Although slavery had been abolished in New York in 1827, African Americans were still subjected to racism. Mother AME Zion was born as a church in the traditional sense, but it represented something larger for the Black community: an anti-slavery institution within a church, explains Byrd.
Besides the AME church, Little Africa was also home to one of the first African Free Schools on Mulberry Street. Over 500 children of formerly enslaved people were given an education, writing essays, and putting on plays tackling the very recent trauma of slavery.
The first Black theatre, the African Theater, also originated in Little Africa. With 25 cents, the community, excluded from white venues, could enjoy plays and ballets, performed by a Black cast led by William Alexander Brown, one of the first Black playwrights of America.
“For the most part it was very integrated,” said Dena Tasse-Winter about Little Africa. Tasse-Winter, the director of research and preservation at the Greenwich Village Society for Historic Preservation, advocates for the protection of historic buildings on protected historic buildings in the neighborhood.

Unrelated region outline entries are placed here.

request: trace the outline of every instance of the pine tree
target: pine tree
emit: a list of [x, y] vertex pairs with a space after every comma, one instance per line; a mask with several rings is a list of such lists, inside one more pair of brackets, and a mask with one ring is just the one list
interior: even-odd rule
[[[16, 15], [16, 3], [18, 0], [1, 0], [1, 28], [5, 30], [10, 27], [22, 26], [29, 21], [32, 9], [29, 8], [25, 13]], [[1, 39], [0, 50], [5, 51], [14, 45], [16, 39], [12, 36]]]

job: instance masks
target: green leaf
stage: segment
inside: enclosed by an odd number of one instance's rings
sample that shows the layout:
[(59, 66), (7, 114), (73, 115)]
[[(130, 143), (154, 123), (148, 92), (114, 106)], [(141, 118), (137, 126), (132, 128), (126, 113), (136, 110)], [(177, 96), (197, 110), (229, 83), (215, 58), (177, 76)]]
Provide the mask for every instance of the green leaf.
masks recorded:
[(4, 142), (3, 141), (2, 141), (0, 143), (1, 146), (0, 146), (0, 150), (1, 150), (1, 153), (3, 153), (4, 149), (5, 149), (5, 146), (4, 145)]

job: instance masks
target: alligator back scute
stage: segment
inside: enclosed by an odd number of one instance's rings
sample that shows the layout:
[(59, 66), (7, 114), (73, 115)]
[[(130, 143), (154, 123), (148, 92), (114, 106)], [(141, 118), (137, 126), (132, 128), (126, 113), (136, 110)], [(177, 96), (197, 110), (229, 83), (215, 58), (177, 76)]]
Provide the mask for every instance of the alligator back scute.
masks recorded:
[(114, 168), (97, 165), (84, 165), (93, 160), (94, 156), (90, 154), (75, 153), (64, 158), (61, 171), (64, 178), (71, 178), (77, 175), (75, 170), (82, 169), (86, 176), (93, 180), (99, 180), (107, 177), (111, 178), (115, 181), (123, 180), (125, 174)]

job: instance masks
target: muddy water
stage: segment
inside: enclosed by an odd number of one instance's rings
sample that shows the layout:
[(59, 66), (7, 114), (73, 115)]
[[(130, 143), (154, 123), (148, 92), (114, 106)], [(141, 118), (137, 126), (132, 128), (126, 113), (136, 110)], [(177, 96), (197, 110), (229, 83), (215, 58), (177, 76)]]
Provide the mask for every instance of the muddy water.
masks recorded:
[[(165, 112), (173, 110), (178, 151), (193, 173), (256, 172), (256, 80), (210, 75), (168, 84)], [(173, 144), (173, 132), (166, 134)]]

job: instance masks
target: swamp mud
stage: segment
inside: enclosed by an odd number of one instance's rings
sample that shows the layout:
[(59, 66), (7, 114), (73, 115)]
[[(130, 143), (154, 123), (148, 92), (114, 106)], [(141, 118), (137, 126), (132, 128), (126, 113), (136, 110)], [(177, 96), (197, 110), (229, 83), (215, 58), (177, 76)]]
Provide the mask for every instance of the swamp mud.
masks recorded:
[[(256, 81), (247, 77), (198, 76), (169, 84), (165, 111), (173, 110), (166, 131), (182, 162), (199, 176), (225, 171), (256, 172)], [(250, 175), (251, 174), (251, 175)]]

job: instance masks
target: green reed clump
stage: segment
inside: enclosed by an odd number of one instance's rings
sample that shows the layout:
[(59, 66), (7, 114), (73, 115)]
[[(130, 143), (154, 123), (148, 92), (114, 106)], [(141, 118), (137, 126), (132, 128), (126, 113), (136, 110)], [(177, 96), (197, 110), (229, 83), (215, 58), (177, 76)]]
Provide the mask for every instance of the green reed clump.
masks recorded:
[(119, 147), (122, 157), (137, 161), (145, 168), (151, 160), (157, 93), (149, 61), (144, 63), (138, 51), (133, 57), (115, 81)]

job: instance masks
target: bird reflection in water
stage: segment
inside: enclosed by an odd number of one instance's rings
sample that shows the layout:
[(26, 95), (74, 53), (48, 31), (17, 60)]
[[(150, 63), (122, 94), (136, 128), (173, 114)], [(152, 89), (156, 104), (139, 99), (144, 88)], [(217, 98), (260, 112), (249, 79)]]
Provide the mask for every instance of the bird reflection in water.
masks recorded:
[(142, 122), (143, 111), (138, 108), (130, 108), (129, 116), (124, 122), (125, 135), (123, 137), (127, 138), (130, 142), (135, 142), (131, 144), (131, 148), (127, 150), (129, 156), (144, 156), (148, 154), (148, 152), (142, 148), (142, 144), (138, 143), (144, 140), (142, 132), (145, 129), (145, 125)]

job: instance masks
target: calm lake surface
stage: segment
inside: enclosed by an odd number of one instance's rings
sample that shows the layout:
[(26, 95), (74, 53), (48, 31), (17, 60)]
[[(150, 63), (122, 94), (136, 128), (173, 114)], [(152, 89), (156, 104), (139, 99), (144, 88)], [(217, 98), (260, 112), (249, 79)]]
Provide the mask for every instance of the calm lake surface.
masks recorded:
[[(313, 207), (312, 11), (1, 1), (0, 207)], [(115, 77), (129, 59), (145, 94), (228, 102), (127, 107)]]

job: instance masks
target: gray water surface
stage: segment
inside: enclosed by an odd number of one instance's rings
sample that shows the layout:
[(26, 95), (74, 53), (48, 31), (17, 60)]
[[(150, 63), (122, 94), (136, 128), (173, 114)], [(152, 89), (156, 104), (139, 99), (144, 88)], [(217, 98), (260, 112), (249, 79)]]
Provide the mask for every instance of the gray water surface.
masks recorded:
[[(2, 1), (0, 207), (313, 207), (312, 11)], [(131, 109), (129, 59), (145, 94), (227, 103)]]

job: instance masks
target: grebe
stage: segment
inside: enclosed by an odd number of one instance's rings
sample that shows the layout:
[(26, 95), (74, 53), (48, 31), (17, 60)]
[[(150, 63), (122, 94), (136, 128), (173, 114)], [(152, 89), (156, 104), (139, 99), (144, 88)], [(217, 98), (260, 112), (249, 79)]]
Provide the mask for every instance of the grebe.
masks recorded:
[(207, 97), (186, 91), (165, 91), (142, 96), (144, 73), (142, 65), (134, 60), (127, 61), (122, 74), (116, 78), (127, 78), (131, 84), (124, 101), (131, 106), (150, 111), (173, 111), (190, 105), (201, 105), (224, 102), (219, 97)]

By the 1860s, Little Africa was home to a quarter of the city’s African American population which hovered around 12,500 people, and was the first home for “black and tan” saloons where Black and white people could mix freely in public venues.
But what happened to Little Africa?
After World War I, Italian immigrants established themselves in the area displacing the Black community that slowly moved Uptown. Now, if one wants to know about Little Africa, a trip to Harlem is the only way to find out.
“Serving the community is paramount,” said Arilla Whitehurst, a longtime member of Mother Zion who serves as the curator of the church’s museum.
As Black people migrated to Harlem, the church followed its people. By the 1910s, Black people were 70% of the population Uptown. Mother AME Zion settled on West 37th Street in 1925, where it has remained for the last 98 years.
“The history of Little Africa was definitely lost by not protecting and remembering the neighborhood,” said Tasse-Winter about Greenwich Village. Although nothing is left in the neighborhood downtown, the history of the church has been kept alive for decades through oral history and the church museum that opened in 2019, containing artefacts from the past five locations of the church.
The museum is in a small room in the basement of the Harlem church, where there are old pictures of the former AME bishops, church ushers and choir members, an old bible, manumission papers and James Varrick’s tomb.
Whitehurst pointed out three small boxes containing the ashes from a mortgage burning ceremony in 1985. “We as a black race were never able to own anything,” said Whitehurst. The ceremony was to celebrate the long-awaited ownership over the church building. “We could finally keep our faith and keep a place.”
“The Church is not the building; that’s why we survived,” said Byrd, explaining that thousands of African Methodist Episcopal Churches have been established around the world.
“This is a church that made it against all odds.”